- Born: Audrey Faye Hendricks 1953 Birmingham, Alabama
- Died: March 1, 2009 (aged 55–56) Birmingham, Alabama
- Occupation: Teacher
- Years active: 46 years and a 3d
- Organization: Southern Christian Leadership Conference
- Known for: The youngest known demonstrator to be incarcerated during the Civil Rights Movement
- Notable work: The Youngest Marcher: The Story of Audrey Faye Hendricks, A Young Civil Rights Activist 2017 by Cynthia Levinson

= Audrey Faye Hendricks =

Youngest known demonstrator to be incarcerated during the Civil Rights Movement in 1963

Audrey Faye Hendricks (1953–2009) was the youngest known demonstrator to be incarcerated during the Civil Rights Movement in 1963. At just nine years old, Audrey was involved in the Brown v. Board Education march with Civil Rights Leaders to establish that racial segregation in public schools is unconstitutional, being one of many children who were arrested and jailed. Audrey was also one of thousands of children involved in the Children's Crusade on May 2, 1963.

==Early life==
Audrey Faye Hendricks was born in Birmingham, Alabama in 1953 to Lola Mae Haynes and Joseph Hendricks, she also has a sister, Jan Hendricks Fuller. Audrey attended school at Center Street Elementary in Birmingham, Alabama. Audrey's mother, Lola Mae Hendricks was a clerk-typist and a secretary working from Shuttlesworth's office at Bethel Baptist Church.

==Civil Rights Movement==
The Supreme Court ruled in Brown v. Board of Education that the segregated schools were unconstitutional in 1954. In 1961, Audrey's parents were among the Civil Rights Activists who won a lawsuit to integrate Birmingham's 67 parks, following to Police Commissioner Eugene "Bull" Connor's retaliated by closing the parks.

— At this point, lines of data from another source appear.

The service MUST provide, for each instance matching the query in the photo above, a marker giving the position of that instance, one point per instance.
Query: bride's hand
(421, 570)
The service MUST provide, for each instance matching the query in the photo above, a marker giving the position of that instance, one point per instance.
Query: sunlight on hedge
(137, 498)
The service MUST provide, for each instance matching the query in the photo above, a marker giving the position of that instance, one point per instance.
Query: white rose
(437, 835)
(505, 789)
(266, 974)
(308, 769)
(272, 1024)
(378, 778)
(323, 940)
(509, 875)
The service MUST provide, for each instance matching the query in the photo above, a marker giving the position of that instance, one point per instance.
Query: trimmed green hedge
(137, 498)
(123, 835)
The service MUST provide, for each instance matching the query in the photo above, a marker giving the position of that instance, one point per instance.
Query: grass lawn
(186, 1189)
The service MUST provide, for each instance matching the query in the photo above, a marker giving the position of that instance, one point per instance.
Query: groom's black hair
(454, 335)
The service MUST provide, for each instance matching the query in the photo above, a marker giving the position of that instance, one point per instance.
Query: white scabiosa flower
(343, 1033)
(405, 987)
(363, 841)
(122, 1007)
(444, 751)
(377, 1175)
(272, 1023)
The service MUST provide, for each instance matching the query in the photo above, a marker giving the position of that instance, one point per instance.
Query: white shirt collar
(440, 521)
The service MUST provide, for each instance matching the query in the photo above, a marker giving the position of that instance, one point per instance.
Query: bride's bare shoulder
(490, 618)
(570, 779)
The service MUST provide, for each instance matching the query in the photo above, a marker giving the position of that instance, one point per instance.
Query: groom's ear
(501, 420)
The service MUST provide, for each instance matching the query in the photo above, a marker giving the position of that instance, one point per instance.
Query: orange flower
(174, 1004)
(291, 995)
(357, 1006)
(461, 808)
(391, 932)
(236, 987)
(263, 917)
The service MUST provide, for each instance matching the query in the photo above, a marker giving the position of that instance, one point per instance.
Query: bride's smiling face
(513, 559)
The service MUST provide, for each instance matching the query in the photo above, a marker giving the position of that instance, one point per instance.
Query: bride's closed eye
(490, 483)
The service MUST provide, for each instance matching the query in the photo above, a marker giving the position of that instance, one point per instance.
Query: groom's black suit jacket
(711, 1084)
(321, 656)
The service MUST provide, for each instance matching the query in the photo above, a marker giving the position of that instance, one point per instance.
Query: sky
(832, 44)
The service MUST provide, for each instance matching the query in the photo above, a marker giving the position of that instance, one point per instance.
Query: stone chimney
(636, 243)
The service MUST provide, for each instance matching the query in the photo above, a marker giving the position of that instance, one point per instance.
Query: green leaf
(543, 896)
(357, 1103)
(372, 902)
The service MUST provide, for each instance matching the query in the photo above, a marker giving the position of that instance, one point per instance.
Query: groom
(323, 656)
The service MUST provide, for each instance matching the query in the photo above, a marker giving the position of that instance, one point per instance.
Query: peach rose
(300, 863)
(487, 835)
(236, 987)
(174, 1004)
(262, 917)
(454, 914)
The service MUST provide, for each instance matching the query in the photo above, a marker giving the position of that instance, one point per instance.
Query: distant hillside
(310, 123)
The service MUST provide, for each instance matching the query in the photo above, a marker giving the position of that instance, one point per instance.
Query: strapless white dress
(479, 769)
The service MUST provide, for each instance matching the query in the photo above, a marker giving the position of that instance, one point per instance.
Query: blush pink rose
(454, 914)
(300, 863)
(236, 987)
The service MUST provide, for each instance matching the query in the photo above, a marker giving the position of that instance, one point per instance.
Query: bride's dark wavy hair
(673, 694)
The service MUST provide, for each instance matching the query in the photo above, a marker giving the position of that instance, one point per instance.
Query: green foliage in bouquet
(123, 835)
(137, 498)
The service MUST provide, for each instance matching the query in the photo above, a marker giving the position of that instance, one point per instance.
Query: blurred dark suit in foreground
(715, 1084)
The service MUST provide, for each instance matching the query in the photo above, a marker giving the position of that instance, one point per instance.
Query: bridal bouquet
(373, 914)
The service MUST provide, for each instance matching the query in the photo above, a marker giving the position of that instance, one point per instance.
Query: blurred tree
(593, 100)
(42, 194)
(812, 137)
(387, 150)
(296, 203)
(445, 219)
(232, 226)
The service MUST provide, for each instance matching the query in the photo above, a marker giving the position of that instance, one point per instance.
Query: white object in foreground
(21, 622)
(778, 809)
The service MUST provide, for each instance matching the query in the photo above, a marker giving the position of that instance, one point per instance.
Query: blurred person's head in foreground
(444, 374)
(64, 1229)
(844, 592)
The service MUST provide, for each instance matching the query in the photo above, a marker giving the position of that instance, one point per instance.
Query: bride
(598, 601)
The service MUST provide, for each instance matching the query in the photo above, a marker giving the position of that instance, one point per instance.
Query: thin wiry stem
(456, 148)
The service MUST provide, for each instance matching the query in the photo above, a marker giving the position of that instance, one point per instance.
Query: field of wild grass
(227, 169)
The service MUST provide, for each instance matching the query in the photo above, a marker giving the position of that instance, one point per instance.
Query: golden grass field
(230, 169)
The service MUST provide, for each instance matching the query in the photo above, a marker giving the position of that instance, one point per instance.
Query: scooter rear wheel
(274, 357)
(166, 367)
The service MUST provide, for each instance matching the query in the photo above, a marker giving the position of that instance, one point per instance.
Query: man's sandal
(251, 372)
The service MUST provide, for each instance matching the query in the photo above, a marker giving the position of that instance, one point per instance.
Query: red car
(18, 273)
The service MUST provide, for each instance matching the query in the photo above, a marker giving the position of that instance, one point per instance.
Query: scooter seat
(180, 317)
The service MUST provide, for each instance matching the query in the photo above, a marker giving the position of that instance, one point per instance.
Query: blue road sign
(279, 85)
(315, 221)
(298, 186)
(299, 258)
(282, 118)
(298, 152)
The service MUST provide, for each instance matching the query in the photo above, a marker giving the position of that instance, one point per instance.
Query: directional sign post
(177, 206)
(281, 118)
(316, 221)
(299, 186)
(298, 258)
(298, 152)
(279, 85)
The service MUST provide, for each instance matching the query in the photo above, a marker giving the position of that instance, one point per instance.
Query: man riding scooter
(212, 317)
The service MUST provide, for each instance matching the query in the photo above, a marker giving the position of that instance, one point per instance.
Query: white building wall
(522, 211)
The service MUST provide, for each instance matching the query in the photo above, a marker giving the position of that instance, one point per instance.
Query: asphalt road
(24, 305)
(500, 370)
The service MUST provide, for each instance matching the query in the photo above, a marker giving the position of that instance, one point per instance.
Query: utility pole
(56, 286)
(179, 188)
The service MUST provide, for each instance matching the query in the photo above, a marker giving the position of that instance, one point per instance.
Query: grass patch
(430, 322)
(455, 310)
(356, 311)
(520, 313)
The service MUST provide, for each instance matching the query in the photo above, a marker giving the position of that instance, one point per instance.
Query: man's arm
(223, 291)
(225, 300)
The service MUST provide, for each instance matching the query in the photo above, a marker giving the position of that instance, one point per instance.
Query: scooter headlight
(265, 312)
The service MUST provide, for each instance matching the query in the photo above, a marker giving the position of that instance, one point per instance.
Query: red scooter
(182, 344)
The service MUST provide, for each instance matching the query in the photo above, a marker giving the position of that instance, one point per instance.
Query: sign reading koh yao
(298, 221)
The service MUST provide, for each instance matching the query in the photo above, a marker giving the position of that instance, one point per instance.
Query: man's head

In 1963, Audrey and other students from her school decided to walk out of class and join the march to Birmingham's Sixteenth Street Baptist Church with the Civil Rights Leaders like Martin Luther King Jr. The students were organized into protest groups and marched the last four days in addition to demonstrating the discrimination in Birmingham. By May 6, Audrey was one of the approximately 2,000 children who were arrested and jailed in the Juvenile Hall, causing what is known as the Children's Crusade. This led to Hendricks being known as one of the youngest demonstrators to be incarcerated during the Civil Rights Movement.

In 1969, about 15 years after the Brown v. Board of Education, Hendricks attended her first desegregated school.

==Later life==
Later on after her involvement in the Civil Rights Movement, Hendricks went to Bishop College and became a school teacher in Dallas, Texas. 8 years later, she was drawn back to Birmingham, Alabama, where she was helping children who were in low-income families, for 25 years. In 2007 she earned her master's degree.

Hendricks died in Birmingham, Alabama March 1, 2009 at 55 years old.

January 17, 2017, Cynthia Levinson published The Youngest Marcher: The Story of Audrey Faye Hendricks, a Young Civil Rights Activist, a book about Audrey Faye Hendrick's life being a child involved with the Civil Rights Movement, as well as her journey and experiences through being an activist at such a young age.